If “Grindstore” sounds like a Philip Glass piece, “Apple Trees” sounds like it belongs on the Orisinal site (yes, I know I’ve made this reference before). It feels simpler than the other songs. Not in a bad way, but its definitely the most relaxing of the four, to a point where I had a hard time focusing on the actual ride. I will say that this feels like a good track for chain bonuses, or at least chaining in general. At one point, I could see that after a set of blues cleared, I would trigger a pretty massive simultaneous clear of yellows, blues, and reds. At the exact moment those blocks cleared, a warm low chord sounded, reinforcing my success. Thanks, “Apple Trees.”
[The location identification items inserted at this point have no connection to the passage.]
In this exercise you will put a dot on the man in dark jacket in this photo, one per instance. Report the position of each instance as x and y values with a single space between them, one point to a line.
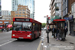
65 30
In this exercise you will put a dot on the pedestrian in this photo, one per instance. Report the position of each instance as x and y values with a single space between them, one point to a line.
57 34
53 31
65 30
61 33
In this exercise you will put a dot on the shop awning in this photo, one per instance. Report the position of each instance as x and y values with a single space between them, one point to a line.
59 20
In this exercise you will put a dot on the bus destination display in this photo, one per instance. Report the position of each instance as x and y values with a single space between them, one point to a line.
22 19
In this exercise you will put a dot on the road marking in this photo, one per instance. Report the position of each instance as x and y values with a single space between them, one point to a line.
5 43
39 45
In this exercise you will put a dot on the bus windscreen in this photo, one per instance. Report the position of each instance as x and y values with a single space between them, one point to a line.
22 26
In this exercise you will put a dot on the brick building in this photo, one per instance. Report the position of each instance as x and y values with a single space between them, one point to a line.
3 22
68 13
22 12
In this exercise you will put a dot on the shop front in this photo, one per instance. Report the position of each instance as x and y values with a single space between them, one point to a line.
72 25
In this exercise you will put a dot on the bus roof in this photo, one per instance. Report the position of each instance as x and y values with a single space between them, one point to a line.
27 18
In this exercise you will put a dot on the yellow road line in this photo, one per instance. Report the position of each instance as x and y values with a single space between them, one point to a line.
39 45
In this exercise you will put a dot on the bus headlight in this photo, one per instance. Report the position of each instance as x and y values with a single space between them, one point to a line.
29 35
13 34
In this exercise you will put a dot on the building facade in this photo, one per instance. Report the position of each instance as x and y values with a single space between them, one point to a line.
68 12
55 8
0 10
3 22
71 15
29 3
22 12
6 15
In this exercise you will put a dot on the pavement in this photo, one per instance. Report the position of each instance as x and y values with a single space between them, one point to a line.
53 44
7 43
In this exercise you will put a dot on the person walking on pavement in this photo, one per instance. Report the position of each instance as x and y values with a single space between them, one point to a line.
65 30
55 32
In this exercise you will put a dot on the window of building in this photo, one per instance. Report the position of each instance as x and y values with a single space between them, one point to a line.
19 9
19 12
23 15
23 12
19 15
73 7
1 22
26 15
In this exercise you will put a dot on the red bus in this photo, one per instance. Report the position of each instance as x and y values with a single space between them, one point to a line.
26 28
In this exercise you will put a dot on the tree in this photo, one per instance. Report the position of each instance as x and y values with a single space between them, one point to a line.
43 24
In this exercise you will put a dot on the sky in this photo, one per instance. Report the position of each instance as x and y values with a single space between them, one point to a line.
41 9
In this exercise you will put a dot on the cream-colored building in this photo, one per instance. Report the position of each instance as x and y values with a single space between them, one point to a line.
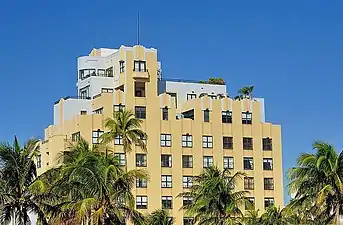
190 126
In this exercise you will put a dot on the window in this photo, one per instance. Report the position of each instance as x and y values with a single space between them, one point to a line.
227 143
95 136
206 115
228 163
99 111
141 183
187 141
227 116
248 163
268 184
139 66
117 108
187 181
121 158
187 200
250 203
207 141
167 202
268 202
166 161
165 113
140 112
246 118
121 66
39 161
267 144
187 161
166 181
118 140
141 160
75 137
248 183
191 96
267 164
141 202
165 140
208 161
247 143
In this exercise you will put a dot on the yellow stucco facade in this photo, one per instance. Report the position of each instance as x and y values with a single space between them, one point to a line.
59 135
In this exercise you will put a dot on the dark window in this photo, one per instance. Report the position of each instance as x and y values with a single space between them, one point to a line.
141 183
267 144
140 112
166 161
247 144
268 184
206 115
165 113
226 116
248 163
141 202
187 141
141 160
248 183
139 66
267 164
167 202
166 181
227 143
187 161
246 118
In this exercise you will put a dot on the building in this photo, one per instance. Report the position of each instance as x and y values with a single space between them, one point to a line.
190 125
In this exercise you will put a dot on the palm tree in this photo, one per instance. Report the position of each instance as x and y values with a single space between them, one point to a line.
96 190
214 198
159 217
317 179
20 191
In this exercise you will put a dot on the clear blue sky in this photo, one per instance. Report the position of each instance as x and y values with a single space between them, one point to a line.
291 51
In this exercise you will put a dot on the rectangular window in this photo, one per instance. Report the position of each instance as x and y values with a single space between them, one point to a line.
141 160
208 161
165 140
268 184
166 161
141 202
268 202
267 164
165 113
121 158
248 163
248 183
191 96
141 183
267 144
227 116
227 143
167 202
95 136
139 66
206 115
228 163
187 141
166 181
187 161
140 112
121 66
118 140
247 143
187 181
246 118
207 141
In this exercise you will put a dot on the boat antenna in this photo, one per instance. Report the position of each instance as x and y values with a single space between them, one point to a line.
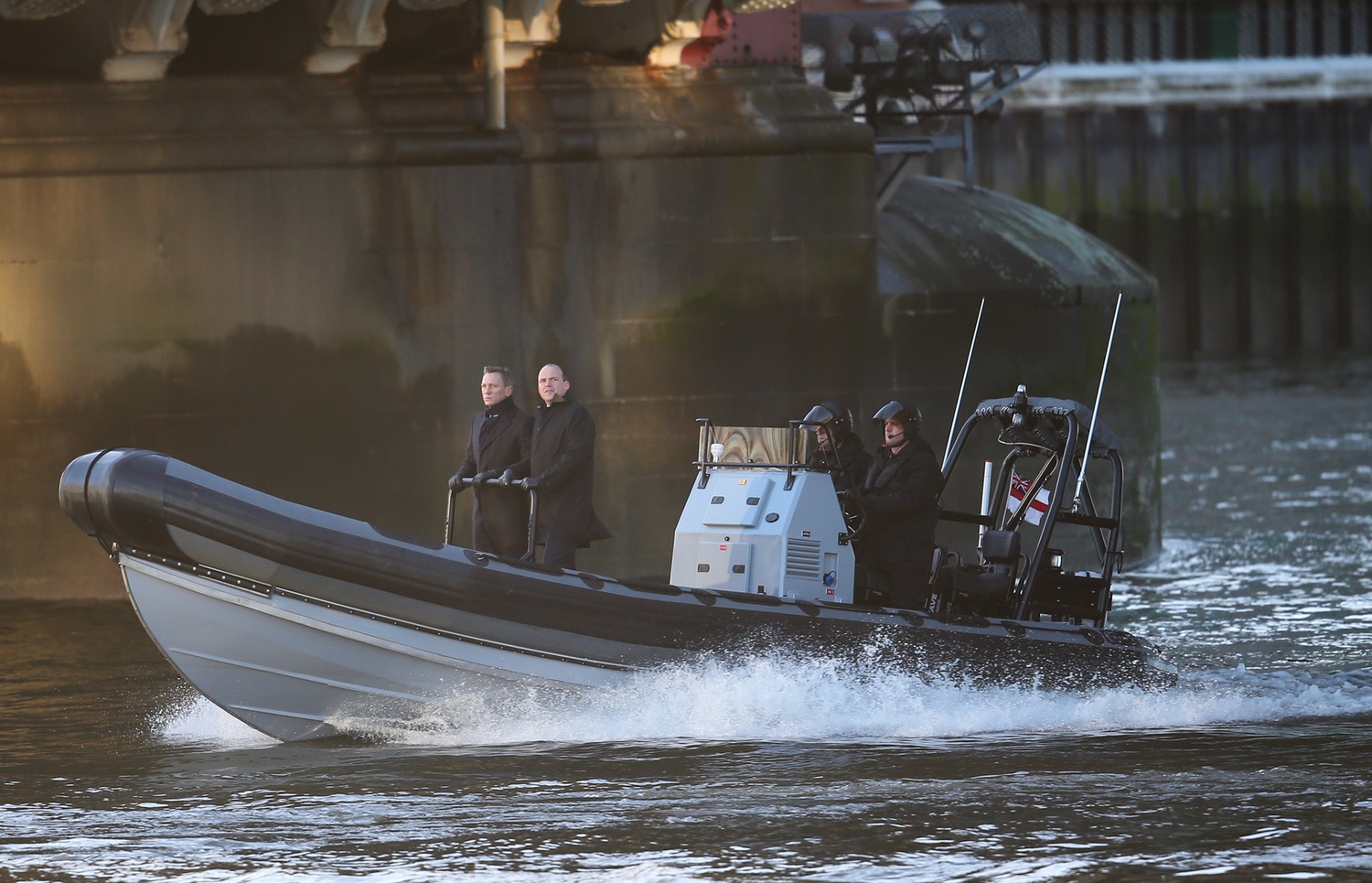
1095 411
952 425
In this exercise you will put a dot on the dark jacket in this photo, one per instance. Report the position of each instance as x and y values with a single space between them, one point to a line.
563 462
848 463
501 436
900 496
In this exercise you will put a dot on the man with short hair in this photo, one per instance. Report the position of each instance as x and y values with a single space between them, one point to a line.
501 438
562 468
900 498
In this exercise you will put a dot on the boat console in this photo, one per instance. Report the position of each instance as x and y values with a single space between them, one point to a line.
757 522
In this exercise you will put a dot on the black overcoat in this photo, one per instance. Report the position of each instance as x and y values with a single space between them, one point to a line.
563 462
501 436
851 459
902 501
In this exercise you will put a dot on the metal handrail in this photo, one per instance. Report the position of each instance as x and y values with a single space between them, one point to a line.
494 482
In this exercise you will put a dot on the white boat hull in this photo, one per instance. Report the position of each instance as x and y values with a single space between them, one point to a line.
299 669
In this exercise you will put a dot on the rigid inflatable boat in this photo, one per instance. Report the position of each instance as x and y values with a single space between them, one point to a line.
299 621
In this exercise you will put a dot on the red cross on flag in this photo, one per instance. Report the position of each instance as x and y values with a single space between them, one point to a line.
1018 488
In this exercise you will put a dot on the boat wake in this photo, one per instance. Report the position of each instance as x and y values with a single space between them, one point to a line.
781 699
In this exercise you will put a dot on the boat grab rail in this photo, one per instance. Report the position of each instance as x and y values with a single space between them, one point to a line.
494 482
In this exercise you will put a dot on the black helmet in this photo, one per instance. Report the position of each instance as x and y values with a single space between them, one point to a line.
831 415
907 415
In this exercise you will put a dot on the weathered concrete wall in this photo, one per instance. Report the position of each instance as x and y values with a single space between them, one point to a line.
296 285
1254 216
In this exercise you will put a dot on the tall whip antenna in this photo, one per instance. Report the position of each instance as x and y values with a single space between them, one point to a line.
952 425
1086 455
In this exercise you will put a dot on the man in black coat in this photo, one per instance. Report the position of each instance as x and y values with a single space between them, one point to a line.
900 498
839 451
562 468
501 438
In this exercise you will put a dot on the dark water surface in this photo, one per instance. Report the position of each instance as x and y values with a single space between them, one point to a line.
1256 768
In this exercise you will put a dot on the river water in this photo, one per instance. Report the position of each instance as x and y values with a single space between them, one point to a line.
1256 768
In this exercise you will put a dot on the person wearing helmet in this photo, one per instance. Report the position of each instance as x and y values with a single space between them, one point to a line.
839 451
900 496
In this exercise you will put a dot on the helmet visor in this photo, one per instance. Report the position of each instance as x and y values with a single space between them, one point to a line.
818 416
891 411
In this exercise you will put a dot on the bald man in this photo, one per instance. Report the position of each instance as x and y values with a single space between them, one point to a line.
563 470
“Mode Storm” strikes a similar chord as “Grindstore,” just not as wholeheartedly. Perhaps a good phrase to describe it would be “lightly brooding.” Also similarly to “Grindstore,” its melody is subjected to some fantastic block-matching by the Steep algorithm. This stands out since the chromaticism in “Mode Storm” is much more blatant, featuring in the heart of the melody. It definitely helps contrast this from the other pieces; relaxing to this one isn’t quite so easy.
All songs were played at least twice on the Pro difficulty using the Eraser character. I was a little pressed for time and didn’t get to go through another time with Vegas. Hopefully, I’m not offending anyone. Though it’s funny to think I might.